Concernant les activités politiques de Monsieur SABOTIC au parti libéral LSCG, force est encore de constater que si les activités dans un parti d’opposition peuvent le cas échéant justifier des craintes de persécution au sens de la Convention de Genève, il n’en reste pas moins que la simple qualité de membre à elle seule est insuffisante à cet égard. En l’espèce, le demandeur, lors de son audition, a déclaré ne pas avoir eu de problèmes à cause de son adhésion audit parti. Dans ces conditions, il y a lieu de retenir que le demandeur reste en défaut de faire valoir un état de persécution ou une crainte qui seraient tels que la vie, lui serait, à raison, intolérable dans son pays d’origine en raison de son appartenance audit parti politique.

Il s’ensuit que le recours laisse d’être fondé.

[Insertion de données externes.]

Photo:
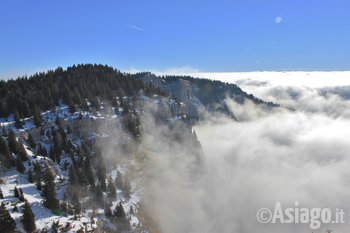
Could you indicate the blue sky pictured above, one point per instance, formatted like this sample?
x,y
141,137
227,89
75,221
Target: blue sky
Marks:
x,y
209,36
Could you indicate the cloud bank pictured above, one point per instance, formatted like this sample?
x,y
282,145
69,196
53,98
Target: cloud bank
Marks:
x,y
284,155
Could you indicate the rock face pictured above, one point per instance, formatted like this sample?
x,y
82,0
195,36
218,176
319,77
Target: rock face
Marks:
x,y
197,94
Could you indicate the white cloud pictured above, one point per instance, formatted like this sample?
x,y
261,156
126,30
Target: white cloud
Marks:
x,y
278,19
181,70
137,28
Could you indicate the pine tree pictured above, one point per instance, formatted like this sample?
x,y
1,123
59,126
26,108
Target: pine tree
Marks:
x,y
22,151
49,191
7,224
37,118
73,176
99,194
28,219
21,195
4,131
12,141
31,141
16,193
19,164
30,176
18,122
88,173
5,155
52,154
119,213
111,189
76,203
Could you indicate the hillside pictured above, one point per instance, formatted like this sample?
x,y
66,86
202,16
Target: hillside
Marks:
x,y
80,147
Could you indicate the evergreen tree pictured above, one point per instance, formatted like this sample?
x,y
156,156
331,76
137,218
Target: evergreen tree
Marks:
x,y
16,193
31,141
7,224
73,176
37,118
111,189
52,154
30,176
19,164
18,122
88,173
4,131
99,194
76,203
22,151
5,156
21,195
49,191
119,213
12,141
28,219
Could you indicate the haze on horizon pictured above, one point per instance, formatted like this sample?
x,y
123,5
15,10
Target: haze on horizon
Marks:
x,y
182,36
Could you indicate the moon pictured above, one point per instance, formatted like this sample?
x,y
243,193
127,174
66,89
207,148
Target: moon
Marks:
x,y
278,19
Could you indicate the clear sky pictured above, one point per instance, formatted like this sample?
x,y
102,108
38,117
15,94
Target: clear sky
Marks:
x,y
220,35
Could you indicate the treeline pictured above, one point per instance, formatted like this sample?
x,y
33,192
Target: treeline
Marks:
x,y
73,86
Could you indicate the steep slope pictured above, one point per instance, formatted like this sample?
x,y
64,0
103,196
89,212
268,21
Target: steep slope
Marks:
x,y
200,94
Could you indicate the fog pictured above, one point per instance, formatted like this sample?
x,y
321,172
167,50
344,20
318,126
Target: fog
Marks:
x,y
267,157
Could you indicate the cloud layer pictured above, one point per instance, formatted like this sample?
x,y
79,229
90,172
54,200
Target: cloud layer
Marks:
x,y
283,155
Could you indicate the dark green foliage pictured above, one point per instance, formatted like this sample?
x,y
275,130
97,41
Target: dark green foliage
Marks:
x,y
73,176
4,131
22,151
99,194
19,164
57,145
37,118
30,176
18,122
16,193
5,156
74,85
123,183
7,224
31,141
49,191
88,173
52,154
54,227
120,217
100,170
69,129
111,189
76,203
12,141
28,219
21,195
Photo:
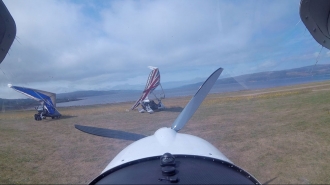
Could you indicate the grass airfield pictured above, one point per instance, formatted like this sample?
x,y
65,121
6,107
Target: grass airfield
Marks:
x,y
281,133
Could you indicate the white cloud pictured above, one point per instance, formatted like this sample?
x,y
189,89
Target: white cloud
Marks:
x,y
88,44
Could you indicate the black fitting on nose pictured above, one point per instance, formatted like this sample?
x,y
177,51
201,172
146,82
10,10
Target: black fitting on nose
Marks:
x,y
167,163
167,159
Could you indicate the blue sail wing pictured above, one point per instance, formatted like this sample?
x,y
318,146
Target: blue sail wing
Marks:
x,y
48,98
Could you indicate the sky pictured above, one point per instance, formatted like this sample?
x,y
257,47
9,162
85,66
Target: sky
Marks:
x,y
69,45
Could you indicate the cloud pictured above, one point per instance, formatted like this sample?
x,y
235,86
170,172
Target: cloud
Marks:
x,y
93,44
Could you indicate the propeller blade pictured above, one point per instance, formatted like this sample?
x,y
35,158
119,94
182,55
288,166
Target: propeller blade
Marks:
x,y
196,101
103,132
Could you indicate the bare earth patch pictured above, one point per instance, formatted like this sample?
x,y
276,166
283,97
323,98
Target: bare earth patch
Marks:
x,y
281,133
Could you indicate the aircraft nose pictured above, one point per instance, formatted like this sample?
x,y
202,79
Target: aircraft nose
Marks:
x,y
165,136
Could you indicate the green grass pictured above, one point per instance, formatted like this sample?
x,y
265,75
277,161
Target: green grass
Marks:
x,y
281,133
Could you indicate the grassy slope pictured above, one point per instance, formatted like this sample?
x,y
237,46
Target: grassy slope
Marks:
x,y
281,134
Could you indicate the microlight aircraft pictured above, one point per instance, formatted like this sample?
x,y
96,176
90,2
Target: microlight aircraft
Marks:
x,y
47,100
152,83
7,31
169,156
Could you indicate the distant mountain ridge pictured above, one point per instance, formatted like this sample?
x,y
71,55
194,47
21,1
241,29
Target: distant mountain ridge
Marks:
x,y
318,70
321,69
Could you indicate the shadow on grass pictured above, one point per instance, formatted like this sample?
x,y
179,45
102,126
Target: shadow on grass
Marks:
x,y
173,109
67,117
62,117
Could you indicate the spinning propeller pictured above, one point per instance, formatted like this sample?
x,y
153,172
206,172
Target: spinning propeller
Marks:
x,y
177,125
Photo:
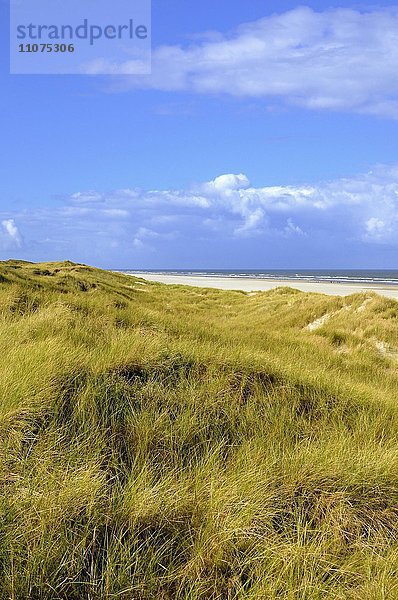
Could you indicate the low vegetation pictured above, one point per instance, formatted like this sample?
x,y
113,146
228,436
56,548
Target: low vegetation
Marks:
x,y
165,442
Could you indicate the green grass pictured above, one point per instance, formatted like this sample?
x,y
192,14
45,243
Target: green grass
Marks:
x,y
166,442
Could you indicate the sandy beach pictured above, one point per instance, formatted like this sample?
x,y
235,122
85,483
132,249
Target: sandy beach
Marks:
x,y
250,284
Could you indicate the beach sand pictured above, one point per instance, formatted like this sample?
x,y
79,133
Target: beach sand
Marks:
x,y
250,284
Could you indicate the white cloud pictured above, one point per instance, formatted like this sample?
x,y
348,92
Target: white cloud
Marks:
x,y
338,59
10,236
228,209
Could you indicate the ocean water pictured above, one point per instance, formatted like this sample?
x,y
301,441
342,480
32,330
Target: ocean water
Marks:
x,y
389,277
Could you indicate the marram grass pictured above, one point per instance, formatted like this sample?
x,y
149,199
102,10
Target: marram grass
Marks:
x,y
165,442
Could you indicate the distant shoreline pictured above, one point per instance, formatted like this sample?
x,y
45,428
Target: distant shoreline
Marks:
x,y
252,284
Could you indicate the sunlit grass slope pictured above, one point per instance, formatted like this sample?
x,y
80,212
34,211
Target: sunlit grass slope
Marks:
x,y
165,442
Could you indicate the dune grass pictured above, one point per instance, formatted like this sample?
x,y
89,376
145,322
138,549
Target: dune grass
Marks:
x,y
166,442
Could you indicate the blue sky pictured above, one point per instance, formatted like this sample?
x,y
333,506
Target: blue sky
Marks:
x,y
266,137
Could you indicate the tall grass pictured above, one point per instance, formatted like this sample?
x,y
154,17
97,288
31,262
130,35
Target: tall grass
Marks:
x,y
165,442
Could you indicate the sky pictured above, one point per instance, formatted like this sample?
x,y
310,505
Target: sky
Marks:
x,y
266,137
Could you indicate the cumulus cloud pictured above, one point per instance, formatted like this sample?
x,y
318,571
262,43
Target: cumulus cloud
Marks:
x,y
227,211
9,235
363,207
337,59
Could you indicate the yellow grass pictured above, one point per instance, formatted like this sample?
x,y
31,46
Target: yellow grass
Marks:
x,y
166,442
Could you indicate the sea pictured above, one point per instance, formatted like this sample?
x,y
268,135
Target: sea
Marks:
x,y
385,277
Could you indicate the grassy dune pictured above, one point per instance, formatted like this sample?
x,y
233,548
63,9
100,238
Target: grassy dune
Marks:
x,y
165,442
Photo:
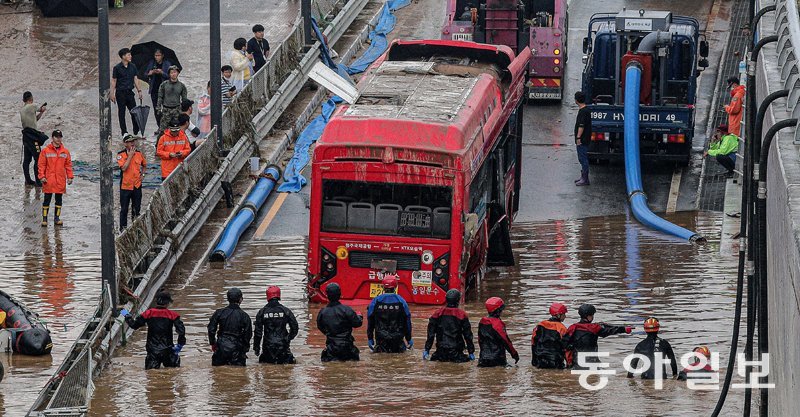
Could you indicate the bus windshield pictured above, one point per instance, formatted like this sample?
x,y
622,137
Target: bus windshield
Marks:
x,y
409,210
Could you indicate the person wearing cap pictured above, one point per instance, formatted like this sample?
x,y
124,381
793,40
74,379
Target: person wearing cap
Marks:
x,y
258,47
337,321
278,326
723,148
161,324
229,332
171,94
734,108
493,337
389,320
651,346
132,164
55,172
548,344
173,147
449,327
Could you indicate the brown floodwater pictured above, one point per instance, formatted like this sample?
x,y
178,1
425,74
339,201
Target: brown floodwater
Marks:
x,y
628,272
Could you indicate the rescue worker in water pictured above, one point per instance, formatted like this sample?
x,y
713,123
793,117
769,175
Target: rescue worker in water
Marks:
x,y
229,332
160,323
389,320
337,321
450,327
582,336
548,342
271,323
493,338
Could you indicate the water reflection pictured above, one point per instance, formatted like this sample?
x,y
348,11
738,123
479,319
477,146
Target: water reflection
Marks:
x,y
628,272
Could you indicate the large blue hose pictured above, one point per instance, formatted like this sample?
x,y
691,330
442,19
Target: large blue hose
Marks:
x,y
633,170
246,215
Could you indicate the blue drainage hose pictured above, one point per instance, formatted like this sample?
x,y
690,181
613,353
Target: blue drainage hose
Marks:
x,y
246,215
633,170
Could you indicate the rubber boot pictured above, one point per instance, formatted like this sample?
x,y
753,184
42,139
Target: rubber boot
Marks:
x,y
57,220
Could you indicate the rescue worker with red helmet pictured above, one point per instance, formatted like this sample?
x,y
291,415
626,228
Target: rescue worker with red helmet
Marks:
x,y
272,322
548,343
688,373
651,345
229,332
582,336
389,320
449,327
160,322
493,338
337,321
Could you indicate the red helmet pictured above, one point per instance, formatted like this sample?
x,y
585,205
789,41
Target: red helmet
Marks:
x,y
557,308
273,292
390,281
493,304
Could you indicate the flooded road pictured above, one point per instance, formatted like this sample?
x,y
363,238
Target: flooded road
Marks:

Par ces motifs, le tribunal administratif, première chambre, statuant contradictoirement;

reçoit le recours en réformation en la forme;

au fond le déclare non justifié et en déboute;

condamne le demandeur aux frais.

Ainsi jugé et prononcé à l’audience publique du 17 janvier 2001 par:

M. Ravarani, président Mme Lenert, premier juge M. Schroeder, juge en présence de M. Schmit, greffier en chef.

s. Schmit s. Ravarani 4


Synthèse
Formation : Première chambre
Numéro d'arrêt : 12314
Date de la décision : 17/01/2001

Origine de la décision
Date de l'import : 12/12/2019
Identifiant URN:LEX : urn:lex;lu;tribunal.administratif;arret;2001-01-17;12314 ?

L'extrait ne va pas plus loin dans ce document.